Despite record profits, some health insurers are planning on doubling the rates they charge
How cheap would our healthcare be if we didn't have to soak the middleman in billions in profits?
In a private presentation to brokers late last month, UnitedHealth Group Inc., the nation’s largest carrier, said premiums for some consumers buying their own plans could go up as much as 116%, and small-business rates as much as 25% to 50%. The company said the estimates were driven in part by growing medical costs not directly tied to the law. It also cited the law’s requirements that health status not affect rates and that plans include certain minimum benefits and limits to out-of-pocket charges, among other things. [...]

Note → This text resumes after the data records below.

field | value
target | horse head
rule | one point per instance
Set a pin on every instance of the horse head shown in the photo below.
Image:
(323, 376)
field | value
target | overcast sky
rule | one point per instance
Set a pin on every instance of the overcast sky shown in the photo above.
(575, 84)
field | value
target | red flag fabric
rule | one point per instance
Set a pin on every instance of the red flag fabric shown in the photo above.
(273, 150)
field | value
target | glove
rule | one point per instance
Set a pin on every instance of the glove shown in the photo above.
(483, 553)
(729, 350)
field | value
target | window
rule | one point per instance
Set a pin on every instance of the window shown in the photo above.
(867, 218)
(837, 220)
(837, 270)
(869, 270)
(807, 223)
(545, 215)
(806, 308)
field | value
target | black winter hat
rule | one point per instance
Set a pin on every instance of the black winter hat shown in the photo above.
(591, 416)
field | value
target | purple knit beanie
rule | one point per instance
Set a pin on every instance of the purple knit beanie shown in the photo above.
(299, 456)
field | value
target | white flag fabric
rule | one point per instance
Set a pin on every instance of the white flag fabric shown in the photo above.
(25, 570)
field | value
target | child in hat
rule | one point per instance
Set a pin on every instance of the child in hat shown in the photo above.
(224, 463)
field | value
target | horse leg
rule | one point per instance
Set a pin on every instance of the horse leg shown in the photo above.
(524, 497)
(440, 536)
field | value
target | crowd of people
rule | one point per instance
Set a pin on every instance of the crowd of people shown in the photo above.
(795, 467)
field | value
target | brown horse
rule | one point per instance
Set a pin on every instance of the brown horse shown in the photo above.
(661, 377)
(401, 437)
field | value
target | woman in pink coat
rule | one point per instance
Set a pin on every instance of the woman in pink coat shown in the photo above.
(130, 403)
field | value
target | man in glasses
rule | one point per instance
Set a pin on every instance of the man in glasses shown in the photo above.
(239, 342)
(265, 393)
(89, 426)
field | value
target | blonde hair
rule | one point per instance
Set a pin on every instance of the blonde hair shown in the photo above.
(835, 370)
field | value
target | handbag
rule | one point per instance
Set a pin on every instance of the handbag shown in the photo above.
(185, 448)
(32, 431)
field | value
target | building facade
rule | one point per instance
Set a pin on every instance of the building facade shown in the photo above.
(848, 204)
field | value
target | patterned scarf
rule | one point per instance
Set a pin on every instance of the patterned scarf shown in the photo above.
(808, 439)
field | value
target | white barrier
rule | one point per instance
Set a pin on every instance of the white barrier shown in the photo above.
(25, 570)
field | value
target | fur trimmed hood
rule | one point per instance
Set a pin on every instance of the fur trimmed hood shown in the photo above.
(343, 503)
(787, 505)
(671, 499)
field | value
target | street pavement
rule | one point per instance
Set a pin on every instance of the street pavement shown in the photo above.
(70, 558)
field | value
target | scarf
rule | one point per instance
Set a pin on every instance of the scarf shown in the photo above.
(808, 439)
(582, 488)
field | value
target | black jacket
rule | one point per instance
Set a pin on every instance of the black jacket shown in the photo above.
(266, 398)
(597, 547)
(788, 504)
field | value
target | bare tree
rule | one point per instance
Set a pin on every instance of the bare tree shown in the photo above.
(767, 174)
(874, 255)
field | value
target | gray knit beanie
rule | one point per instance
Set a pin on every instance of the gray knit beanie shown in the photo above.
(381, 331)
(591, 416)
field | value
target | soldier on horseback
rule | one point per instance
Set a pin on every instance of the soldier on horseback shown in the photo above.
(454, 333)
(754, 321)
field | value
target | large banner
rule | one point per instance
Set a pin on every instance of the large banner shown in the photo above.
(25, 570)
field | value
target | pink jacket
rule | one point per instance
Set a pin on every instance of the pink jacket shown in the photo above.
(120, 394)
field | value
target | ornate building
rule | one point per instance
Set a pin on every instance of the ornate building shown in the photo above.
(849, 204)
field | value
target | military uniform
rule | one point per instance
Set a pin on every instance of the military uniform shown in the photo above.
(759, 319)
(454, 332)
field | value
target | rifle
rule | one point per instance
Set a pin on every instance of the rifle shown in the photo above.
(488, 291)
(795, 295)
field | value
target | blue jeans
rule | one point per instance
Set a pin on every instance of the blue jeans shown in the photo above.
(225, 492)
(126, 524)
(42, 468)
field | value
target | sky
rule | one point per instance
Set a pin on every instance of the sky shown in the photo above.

Aetna Inc. in a presentation last fall to its national broker advisory council, suggested rates on individual plans not being grandfathered under the law could go up 55%, on average, and gave a figure of 29% for small business rates. Both numbers included 10 percentage points tied to medical-cost inflation, not the law. An Aetna spokesman said the numbers are “still generally in line with what we’ve been estimating,” and represented the average impact in a typical state.
An official with Blue Cross & Blue Shield of North Carolina told a gathering of brokers last week that individual premiums could go up by as much as 40% to 50%, according to brokers who were present. A spokeswoman for the insurer said “we don’t have final numbers” yet on premiums.